Mustafa Demircioğlu'nun Haliçten Gazel Okumak (2013) Taş Ağrısı (2015) ve Güz Saati (2015) şiir kitaplarını değerlendirirken "Aynı erdemin şiirlerini yazmış daha çok. Oluşturduğu biçimsel kalıplarla kendini sınırlamış görünüyor. Bunun dışına çıkıp serbest şiirin olanaklarını zorlasa daha verimli olabilir gibi görünüyor. Kullandığı dilin çok uzun ömürlü olduğunu belirtmemek haksızlık olur. Türkçe onun kullanımında gülüyor" demiştim.
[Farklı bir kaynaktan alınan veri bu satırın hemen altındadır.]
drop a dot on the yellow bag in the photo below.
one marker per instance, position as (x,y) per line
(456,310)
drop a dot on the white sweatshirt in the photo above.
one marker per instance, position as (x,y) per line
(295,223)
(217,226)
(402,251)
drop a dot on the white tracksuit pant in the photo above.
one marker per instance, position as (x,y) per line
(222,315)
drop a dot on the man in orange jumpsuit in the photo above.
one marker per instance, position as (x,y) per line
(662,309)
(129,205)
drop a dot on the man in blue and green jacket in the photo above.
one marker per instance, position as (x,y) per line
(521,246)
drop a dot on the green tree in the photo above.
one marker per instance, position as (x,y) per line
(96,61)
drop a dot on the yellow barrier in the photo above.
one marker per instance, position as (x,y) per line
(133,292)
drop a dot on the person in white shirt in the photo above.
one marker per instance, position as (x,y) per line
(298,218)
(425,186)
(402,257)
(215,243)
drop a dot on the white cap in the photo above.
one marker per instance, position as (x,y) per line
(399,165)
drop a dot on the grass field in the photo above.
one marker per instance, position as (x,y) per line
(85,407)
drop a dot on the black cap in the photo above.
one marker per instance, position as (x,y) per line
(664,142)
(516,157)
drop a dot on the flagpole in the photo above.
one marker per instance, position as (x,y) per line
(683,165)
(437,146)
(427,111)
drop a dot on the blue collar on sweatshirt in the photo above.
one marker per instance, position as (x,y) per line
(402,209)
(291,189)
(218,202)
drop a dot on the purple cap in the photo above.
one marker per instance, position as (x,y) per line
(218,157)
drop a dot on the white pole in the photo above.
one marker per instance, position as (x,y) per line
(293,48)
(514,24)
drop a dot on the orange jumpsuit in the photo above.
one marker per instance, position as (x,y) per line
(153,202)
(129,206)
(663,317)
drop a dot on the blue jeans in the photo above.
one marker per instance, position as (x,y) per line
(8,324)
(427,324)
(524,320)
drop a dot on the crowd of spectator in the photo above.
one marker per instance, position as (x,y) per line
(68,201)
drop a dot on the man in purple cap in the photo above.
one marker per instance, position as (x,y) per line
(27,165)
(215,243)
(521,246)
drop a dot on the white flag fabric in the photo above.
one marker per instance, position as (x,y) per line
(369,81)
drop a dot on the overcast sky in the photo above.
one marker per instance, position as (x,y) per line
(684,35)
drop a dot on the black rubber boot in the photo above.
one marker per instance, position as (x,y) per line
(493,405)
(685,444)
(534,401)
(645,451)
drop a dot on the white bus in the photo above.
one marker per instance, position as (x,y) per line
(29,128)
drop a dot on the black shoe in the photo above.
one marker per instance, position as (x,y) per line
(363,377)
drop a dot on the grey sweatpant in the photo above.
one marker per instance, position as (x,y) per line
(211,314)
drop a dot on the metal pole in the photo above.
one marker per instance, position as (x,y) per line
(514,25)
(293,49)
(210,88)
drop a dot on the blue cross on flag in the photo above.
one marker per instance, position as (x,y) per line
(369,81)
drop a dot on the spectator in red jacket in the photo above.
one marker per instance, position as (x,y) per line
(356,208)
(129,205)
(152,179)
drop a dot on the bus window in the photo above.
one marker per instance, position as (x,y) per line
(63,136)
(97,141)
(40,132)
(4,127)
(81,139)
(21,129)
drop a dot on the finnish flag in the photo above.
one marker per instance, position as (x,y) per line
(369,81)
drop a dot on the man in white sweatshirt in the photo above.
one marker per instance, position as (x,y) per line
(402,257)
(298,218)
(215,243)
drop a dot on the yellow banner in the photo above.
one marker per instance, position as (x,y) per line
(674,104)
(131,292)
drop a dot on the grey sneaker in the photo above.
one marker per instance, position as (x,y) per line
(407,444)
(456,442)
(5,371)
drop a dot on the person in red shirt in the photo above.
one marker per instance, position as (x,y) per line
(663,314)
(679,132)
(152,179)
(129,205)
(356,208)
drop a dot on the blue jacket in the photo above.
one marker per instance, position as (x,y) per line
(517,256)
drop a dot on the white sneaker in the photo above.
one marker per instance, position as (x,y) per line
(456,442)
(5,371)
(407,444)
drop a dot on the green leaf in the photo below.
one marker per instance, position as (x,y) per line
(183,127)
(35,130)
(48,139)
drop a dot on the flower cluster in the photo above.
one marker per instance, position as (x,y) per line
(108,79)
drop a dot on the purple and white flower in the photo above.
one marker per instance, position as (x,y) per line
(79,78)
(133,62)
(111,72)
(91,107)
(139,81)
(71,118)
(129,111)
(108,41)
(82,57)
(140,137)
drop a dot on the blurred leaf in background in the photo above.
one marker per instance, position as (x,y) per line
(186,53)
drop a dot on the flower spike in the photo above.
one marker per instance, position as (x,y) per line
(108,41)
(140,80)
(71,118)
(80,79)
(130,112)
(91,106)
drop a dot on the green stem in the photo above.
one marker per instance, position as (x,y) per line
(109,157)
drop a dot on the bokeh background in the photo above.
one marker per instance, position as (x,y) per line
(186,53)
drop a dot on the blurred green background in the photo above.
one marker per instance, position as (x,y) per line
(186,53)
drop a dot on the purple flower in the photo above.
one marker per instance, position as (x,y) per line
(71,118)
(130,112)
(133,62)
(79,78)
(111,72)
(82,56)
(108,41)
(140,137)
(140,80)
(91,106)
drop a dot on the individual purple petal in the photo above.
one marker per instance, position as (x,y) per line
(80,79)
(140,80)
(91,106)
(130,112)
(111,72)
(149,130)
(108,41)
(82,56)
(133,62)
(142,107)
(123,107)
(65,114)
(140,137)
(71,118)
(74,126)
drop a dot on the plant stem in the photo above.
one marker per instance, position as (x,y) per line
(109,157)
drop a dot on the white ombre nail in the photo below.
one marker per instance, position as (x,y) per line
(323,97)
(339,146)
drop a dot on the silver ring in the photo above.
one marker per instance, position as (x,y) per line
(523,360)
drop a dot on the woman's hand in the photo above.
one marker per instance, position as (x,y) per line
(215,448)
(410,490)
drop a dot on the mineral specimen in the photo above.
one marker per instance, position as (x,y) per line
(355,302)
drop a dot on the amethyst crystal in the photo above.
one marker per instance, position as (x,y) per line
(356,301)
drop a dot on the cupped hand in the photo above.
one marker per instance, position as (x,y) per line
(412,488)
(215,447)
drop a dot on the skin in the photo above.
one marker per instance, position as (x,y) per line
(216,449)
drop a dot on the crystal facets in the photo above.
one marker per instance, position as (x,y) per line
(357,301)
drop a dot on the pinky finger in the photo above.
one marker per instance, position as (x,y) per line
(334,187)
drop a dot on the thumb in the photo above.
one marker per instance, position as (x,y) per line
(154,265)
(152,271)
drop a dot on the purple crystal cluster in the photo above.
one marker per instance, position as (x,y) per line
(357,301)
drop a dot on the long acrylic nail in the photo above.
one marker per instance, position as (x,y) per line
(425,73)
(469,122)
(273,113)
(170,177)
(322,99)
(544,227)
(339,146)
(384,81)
Elinizdeki bu yeni kitabı Yalnızlık Kalır'da da kendi şiir pratiğinden edindiği incelikleri ustaca kullanıyor. Şiirler biçim açısından oldukça özenli; yapı olabildiğince sağlam. Kendine özgü bir ses de yakalamış şair. Mustafa Demircioğlu şiirde mekânı ve nesneyi önemseyen bir şair olarak giderek gövdeleşiyor bu kitabında. İnsanı; zaman mekân içerisinde tasarlıyor ve o insanın nesneyle olan ilişkisine yaslandırıyor şiirlerini. Bir anlamda nesnel bağlılaşık kuramının güzel örneklerini koyuyor ortaya. İnsanın nesnelerle olan ilişkisi kurulurken insanî duygu ve düşüncelerin açığa çıkması sağlanıyor. Bu saptamaya açıklık getirmesi bakımından şu iki dize örnek olsun: "Kurumuş bir ağaca / Yeşil ağlayan"
Mustafa Demircioğlu yepyeni bağdaştırmalarla yepyeni imgelerle şiir dilinin hakkını veriyor. Daha ne olsun?